STANDARD: Sie sind auch als politische Aktivistin sehr engagiert ...

Roy: Ich mag das Wort "Aktivistin" nicht so gerne. Früher waren Schriftsteller, die sich politisch eingemischt haben, einfach Dichter. Für mich ist die Aufteilung in Schriftstellerin und Aktivistin nur der Versuch, das Schreiben selbst als weniger bedeutend darzustellen. Manchmal schreibe ich Literatur, manchmal einen Sachtext, aber es ist immer das Schreiben selbst, das zählt.

STANDARD: Aber woher kommt Ihr beeindruckendes Engagement?

Roy: Der Gott der kleinen Dinge ist ein sehr politisches Buch. Ich stand jahrelang in Kerala vor Gericht, weil ich mit der Kritik am Kastensystem angeblich die "öffentliche Moral" gefährdet habe. Anders als die meisten Inder gehöre ich nicht zu einer Kaste, weil meine Mutter als Christin einen Hindu geheiratet hat und später geschieden wurde. Für mich ist diese Kastenhierarchie das Schlimmste in Indien. Wir sind eine Gesellschaft, die die Ungerechtigkeit institutionalisiert hat, sie fast schon als ein Element des Hinduismus heiligspricht. Für mich ist es verabscheuungswürdig, Menschen so einzuteilen.

STANDARD: Haben Sie durch Ihre Herkunft einen anderen Blick auf die Dinge?

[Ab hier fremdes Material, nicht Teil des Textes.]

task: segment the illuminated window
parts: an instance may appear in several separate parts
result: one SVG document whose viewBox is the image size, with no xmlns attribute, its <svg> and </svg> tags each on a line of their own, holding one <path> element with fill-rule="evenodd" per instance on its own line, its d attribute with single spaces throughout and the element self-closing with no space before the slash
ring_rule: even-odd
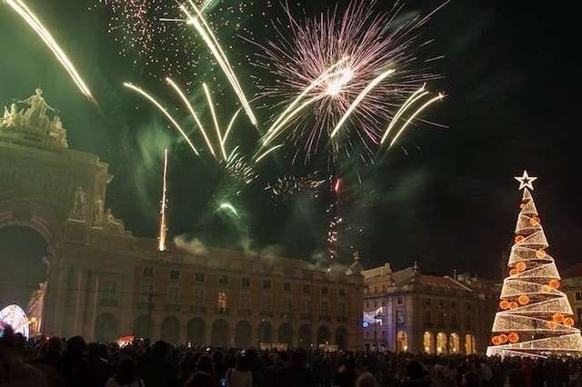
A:
<svg viewBox="0 0 582 387">
<path fill-rule="evenodd" d="M 286 313 L 293 312 L 293 302 L 291 297 L 283 297 L 283 312 Z"/>
<path fill-rule="evenodd" d="M 226 292 L 218 292 L 218 311 L 226 312 Z"/>
<path fill-rule="evenodd" d="M 103 287 L 103 300 L 115 301 L 115 288 L 117 284 L 115 283 L 105 283 Z"/>
<path fill-rule="evenodd" d="M 180 288 L 177 286 L 169 286 L 167 288 L 167 296 L 166 298 L 166 303 L 168 305 L 177 305 L 179 299 Z"/>
<path fill-rule="evenodd" d="M 251 309 L 251 295 L 247 293 L 240 293 L 240 309 L 248 311 Z"/>
<path fill-rule="evenodd" d="M 194 274 L 194 281 L 196 283 L 204 283 L 204 273 L 196 272 Z"/>
<path fill-rule="evenodd" d="M 339 303 L 338 307 L 339 307 L 339 310 L 337 311 L 337 313 L 338 313 L 339 317 L 346 318 L 346 303 Z"/>
<path fill-rule="evenodd" d="M 329 303 L 327 301 L 321 302 L 321 314 L 324 316 L 329 315 Z"/>
<path fill-rule="evenodd" d="M 271 312 L 272 299 L 270 294 L 263 294 L 263 312 Z"/>
</svg>

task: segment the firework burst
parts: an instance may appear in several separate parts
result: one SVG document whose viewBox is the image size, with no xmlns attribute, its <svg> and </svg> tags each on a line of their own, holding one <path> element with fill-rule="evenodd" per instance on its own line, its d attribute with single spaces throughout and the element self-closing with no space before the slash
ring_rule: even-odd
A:
<svg viewBox="0 0 582 387">
<path fill-rule="evenodd" d="M 436 10 L 398 18 L 402 5 L 389 13 L 378 13 L 374 5 L 354 1 L 343 11 L 336 7 L 302 25 L 286 8 L 290 35 L 276 25 L 279 39 L 261 46 L 257 62 L 276 78 L 275 86 L 261 93 L 276 98 L 277 110 L 263 149 L 276 141 L 291 144 L 295 156 L 304 149 L 306 163 L 329 147 L 332 159 L 342 154 L 349 158 L 357 142 L 357 152 L 369 156 L 392 119 L 404 124 L 414 114 L 414 104 L 406 101 L 439 77 L 426 72 L 428 59 L 419 59 L 418 49 L 427 42 L 417 43 L 419 27 Z"/>
</svg>

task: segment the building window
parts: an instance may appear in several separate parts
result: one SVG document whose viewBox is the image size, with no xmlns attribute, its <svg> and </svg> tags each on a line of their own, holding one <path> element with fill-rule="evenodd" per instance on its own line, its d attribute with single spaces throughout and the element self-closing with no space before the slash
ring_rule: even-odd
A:
<svg viewBox="0 0 582 387">
<path fill-rule="evenodd" d="M 303 299 L 303 313 L 311 313 L 311 303 L 308 298 Z"/>
<path fill-rule="evenodd" d="M 166 303 L 168 305 L 177 305 L 179 298 L 180 288 L 177 286 L 169 286 L 167 288 L 167 295 L 166 297 Z"/>
<path fill-rule="evenodd" d="M 321 302 L 321 314 L 324 316 L 329 315 L 329 303 L 327 301 Z"/>
<path fill-rule="evenodd" d="M 251 309 L 251 296 L 247 293 L 240 293 L 240 309 L 244 311 L 250 311 Z"/>
<path fill-rule="evenodd" d="M 196 283 L 204 283 L 204 273 L 196 272 L 194 274 L 194 281 Z"/>
<path fill-rule="evenodd" d="M 139 303 L 144 305 L 148 303 L 150 294 L 154 294 L 154 285 L 142 285 L 141 292 L 139 293 Z"/>
<path fill-rule="evenodd" d="M 204 306 L 204 289 L 195 289 L 194 290 L 194 306 L 196 309 L 202 308 Z"/>
<path fill-rule="evenodd" d="M 439 327 L 445 326 L 445 313 L 444 312 L 439 312 L 438 313 L 438 326 Z"/>
<path fill-rule="evenodd" d="M 218 292 L 218 312 L 226 312 L 226 292 Z"/>
<path fill-rule="evenodd" d="M 115 301 L 116 286 L 117 284 L 115 283 L 105 283 L 103 289 L 103 300 Z"/>
<path fill-rule="evenodd" d="M 338 304 L 339 310 L 337 312 L 338 315 L 340 318 L 346 318 L 346 303 L 339 303 Z"/>
<path fill-rule="evenodd" d="M 271 312 L 272 300 L 270 294 L 263 294 L 262 310 L 263 312 Z"/>
<path fill-rule="evenodd" d="M 425 311 L 425 323 L 431 324 L 431 313 L 430 311 Z"/>
</svg>

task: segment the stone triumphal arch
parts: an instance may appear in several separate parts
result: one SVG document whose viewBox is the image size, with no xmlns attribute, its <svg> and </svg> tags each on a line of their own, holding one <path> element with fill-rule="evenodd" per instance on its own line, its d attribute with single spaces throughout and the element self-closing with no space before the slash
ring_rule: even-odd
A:
<svg viewBox="0 0 582 387">
<path fill-rule="evenodd" d="M 26 311 L 37 333 L 192 345 L 334 343 L 362 347 L 364 277 L 206 246 L 135 238 L 104 208 L 113 176 L 68 147 L 65 123 L 37 89 L 0 119 L 0 228 L 46 241 L 47 279 Z"/>
</svg>

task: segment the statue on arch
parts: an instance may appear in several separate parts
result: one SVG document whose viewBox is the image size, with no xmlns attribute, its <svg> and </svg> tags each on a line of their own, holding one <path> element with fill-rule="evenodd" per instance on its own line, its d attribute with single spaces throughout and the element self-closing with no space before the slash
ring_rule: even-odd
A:
<svg viewBox="0 0 582 387">
<path fill-rule="evenodd" d="M 81 217 L 85 215 L 85 191 L 83 191 L 83 187 L 81 187 L 81 185 L 77 185 L 76 190 L 75 190 L 71 213 Z"/>
<path fill-rule="evenodd" d="M 115 233 L 125 233 L 125 226 L 124 224 L 124 221 L 121 219 L 115 219 L 113 216 L 113 213 L 111 212 L 111 208 L 107 208 L 104 213 L 103 219 L 104 228 L 106 231 L 112 231 Z"/>
<path fill-rule="evenodd" d="M 0 121 L 0 128 L 16 127 L 22 124 L 22 111 L 18 109 L 16 104 L 10 104 L 10 110 L 4 107 L 4 116 Z"/>
<path fill-rule="evenodd" d="M 93 226 L 101 227 L 103 225 L 103 199 L 97 195 L 93 206 Z"/>
<path fill-rule="evenodd" d="M 50 110 L 56 113 L 56 110 L 51 107 L 45 98 L 41 95 L 43 89 L 40 87 L 35 90 L 35 94 L 26 99 L 18 101 L 19 104 L 28 104 L 29 108 L 25 112 L 24 119 L 25 124 L 32 126 L 38 126 L 45 129 L 48 126 L 49 119 L 46 116 L 46 111 Z"/>
</svg>

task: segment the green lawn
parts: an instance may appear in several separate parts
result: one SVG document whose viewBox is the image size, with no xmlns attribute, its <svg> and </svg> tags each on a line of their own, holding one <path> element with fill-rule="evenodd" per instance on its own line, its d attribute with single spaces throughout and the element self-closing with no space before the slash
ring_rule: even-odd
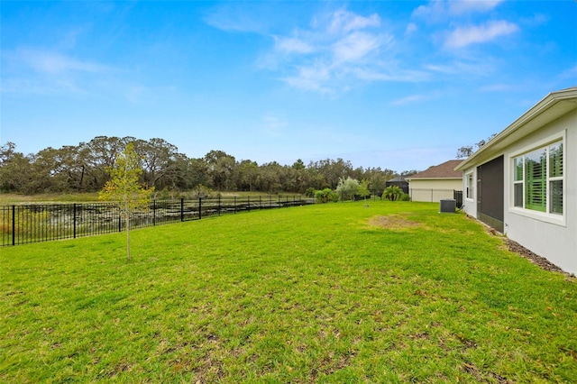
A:
<svg viewBox="0 0 577 384">
<path fill-rule="evenodd" d="M 575 382 L 577 284 L 438 205 L 0 250 L 0 381 Z"/>
</svg>

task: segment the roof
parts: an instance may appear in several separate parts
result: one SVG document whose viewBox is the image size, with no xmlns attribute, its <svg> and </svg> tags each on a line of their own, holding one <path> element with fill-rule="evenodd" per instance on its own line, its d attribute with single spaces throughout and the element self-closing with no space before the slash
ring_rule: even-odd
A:
<svg viewBox="0 0 577 384">
<path fill-rule="evenodd" d="M 577 87 L 552 92 L 455 168 L 463 171 L 498 156 L 518 140 L 577 109 Z"/>
<path fill-rule="evenodd" d="M 405 180 L 405 178 L 402 176 L 398 176 L 395 178 L 391 178 L 390 180 L 387 181 L 388 183 L 401 183 L 401 182 L 407 182 L 407 180 Z"/>
<path fill-rule="evenodd" d="M 448 160 L 443 164 L 429 167 L 428 169 L 424 170 L 415 175 L 407 178 L 408 180 L 413 178 L 463 178 L 463 173 L 461 171 L 454 170 L 455 167 L 459 165 L 463 160 Z"/>
</svg>

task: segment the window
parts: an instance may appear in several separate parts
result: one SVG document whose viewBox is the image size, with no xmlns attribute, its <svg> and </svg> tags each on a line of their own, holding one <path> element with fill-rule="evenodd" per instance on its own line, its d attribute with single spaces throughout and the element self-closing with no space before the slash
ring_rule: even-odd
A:
<svg viewBox="0 0 577 384">
<path fill-rule="evenodd" d="M 513 159 L 513 206 L 563 215 L 563 142 Z"/>
<path fill-rule="evenodd" d="M 473 184 L 474 179 L 473 179 L 473 174 L 472 174 L 472 173 L 469 173 L 469 174 L 466 176 L 466 178 L 467 178 L 467 184 L 466 184 L 467 190 L 466 190 L 466 195 L 465 195 L 465 197 L 466 197 L 467 198 L 474 198 L 474 197 L 473 197 L 473 196 L 474 196 L 474 195 L 473 195 L 473 193 L 474 193 L 474 184 Z"/>
</svg>

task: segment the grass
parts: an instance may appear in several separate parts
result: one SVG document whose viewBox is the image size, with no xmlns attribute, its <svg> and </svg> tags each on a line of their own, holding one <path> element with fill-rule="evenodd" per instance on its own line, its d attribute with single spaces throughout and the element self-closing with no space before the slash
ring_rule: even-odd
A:
<svg viewBox="0 0 577 384">
<path fill-rule="evenodd" d="M 574 382 L 577 285 L 434 204 L 4 248 L 2 382 Z"/>
<path fill-rule="evenodd" d="M 266 192 L 218 192 L 214 191 L 212 196 L 217 197 L 266 197 L 270 194 Z M 298 196 L 296 192 L 279 192 L 278 195 Z M 159 198 L 160 200 L 163 198 Z M 78 192 L 78 193 L 43 193 L 35 195 L 0 193 L 0 206 L 9 206 L 13 204 L 41 204 L 41 203 L 93 203 L 98 200 L 98 192 Z"/>
</svg>

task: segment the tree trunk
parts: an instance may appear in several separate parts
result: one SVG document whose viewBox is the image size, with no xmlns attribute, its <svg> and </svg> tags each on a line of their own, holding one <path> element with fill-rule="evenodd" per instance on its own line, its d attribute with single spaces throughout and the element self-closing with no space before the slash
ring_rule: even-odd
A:
<svg viewBox="0 0 577 384">
<path fill-rule="evenodd" d="M 128 209 L 128 202 L 126 200 L 124 201 L 124 215 L 126 222 L 126 260 L 130 261 L 130 211 Z"/>
</svg>

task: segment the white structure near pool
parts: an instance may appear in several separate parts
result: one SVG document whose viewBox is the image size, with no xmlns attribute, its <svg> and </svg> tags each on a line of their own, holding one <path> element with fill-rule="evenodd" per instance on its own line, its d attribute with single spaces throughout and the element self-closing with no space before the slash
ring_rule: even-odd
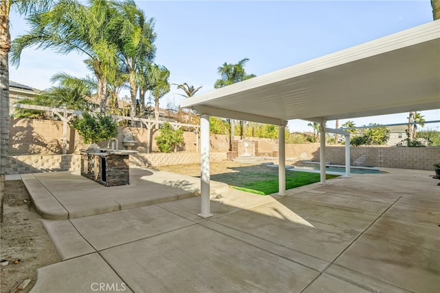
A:
<svg viewBox="0 0 440 293">
<path fill-rule="evenodd" d="M 440 20 L 184 100 L 201 115 L 201 211 L 209 217 L 210 116 L 278 125 L 279 195 L 285 194 L 287 120 L 320 123 L 320 182 L 325 184 L 325 133 L 349 133 L 327 120 L 440 108 Z"/>
</svg>

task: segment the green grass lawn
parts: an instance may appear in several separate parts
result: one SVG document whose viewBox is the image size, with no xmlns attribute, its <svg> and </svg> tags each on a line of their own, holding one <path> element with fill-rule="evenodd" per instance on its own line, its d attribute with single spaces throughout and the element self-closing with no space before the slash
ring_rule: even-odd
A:
<svg viewBox="0 0 440 293">
<path fill-rule="evenodd" d="M 211 179 L 226 183 L 231 187 L 249 193 L 266 195 L 278 193 L 278 169 L 266 166 L 266 170 L 254 169 L 248 167 L 239 167 L 237 173 L 216 174 Z M 337 175 L 327 174 L 327 179 Z M 311 183 L 318 182 L 319 173 L 292 171 L 286 170 L 286 189 L 292 189 Z"/>
<path fill-rule="evenodd" d="M 199 177 L 200 164 L 161 166 L 160 170 Z M 265 195 L 278 193 L 278 168 L 266 164 L 243 164 L 234 162 L 212 162 L 210 164 L 210 179 L 223 182 L 231 187 L 243 191 Z M 327 175 L 330 179 L 336 175 Z M 318 182 L 319 173 L 286 170 L 286 189 Z"/>
</svg>

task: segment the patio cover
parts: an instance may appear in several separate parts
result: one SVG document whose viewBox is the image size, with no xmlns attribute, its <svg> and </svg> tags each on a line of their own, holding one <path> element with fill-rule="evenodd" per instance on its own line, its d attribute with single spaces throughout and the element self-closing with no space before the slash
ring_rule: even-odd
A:
<svg viewBox="0 0 440 293">
<path fill-rule="evenodd" d="M 201 114 L 201 217 L 212 215 L 210 116 L 278 125 L 280 195 L 285 190 L 287 121 L 320 123 L 325 183 L 327 120 L 440 108 L 440 20 L 183 100 L 181 107 Z"/>
</svg>

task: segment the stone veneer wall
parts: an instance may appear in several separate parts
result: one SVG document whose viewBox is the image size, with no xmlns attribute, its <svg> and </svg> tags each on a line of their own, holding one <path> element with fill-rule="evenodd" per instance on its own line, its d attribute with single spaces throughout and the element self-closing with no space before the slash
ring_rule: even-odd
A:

Roy: Ich denke schon, aber es kommt noch etwas anderes dazu. Nachdem ich für meinen ersten Roman 1997 den Booker-Preis bekommen hatte, war ich weltweit auf Magazin-Titelseiten zu sehen. Bald danach ist die rechtsgerichtete Bharatiya-Janata-Partei an die Macht gekommen, es gab die Atomtests, und ich wurde als das Gesicht der neuen Supermacht Indien vermarktet. Aber das bin ich nicht! Aus diesem neuen indischen Nationalismus musste ich aussteigen. Es war unangenehm für mich als Schriftstellerin, weltweit als Vertreterin eines Landes gefeiert zu werden, in dem derart große Ungerechtigkeit herrscht: Viele Menschen können noch nicht einmal lesen und schreiben oder haben nicht genug zu essen. Ich wollte zu diesen Menschen gehen, über sie schreiben und mit ihnen solidarisch sein. Ich konnte einfach nicht mit dieser glitzernden literarischen Karriere weitermachen. Das hat viele Menschen in Indien verärgert. Aber es gibt auch viel Zuneigung, wenn ich genau jene Orte besuche, an die sonst niemand geht.

STANDARD: Momentan spitzt sich das politische Klima in Indien zu. Anfang September wurde in Bangalore eine regierungskritische Journalistin und Freundin von Ihnen ermordet. Was bedeutet dieses Verbrechen für Indien?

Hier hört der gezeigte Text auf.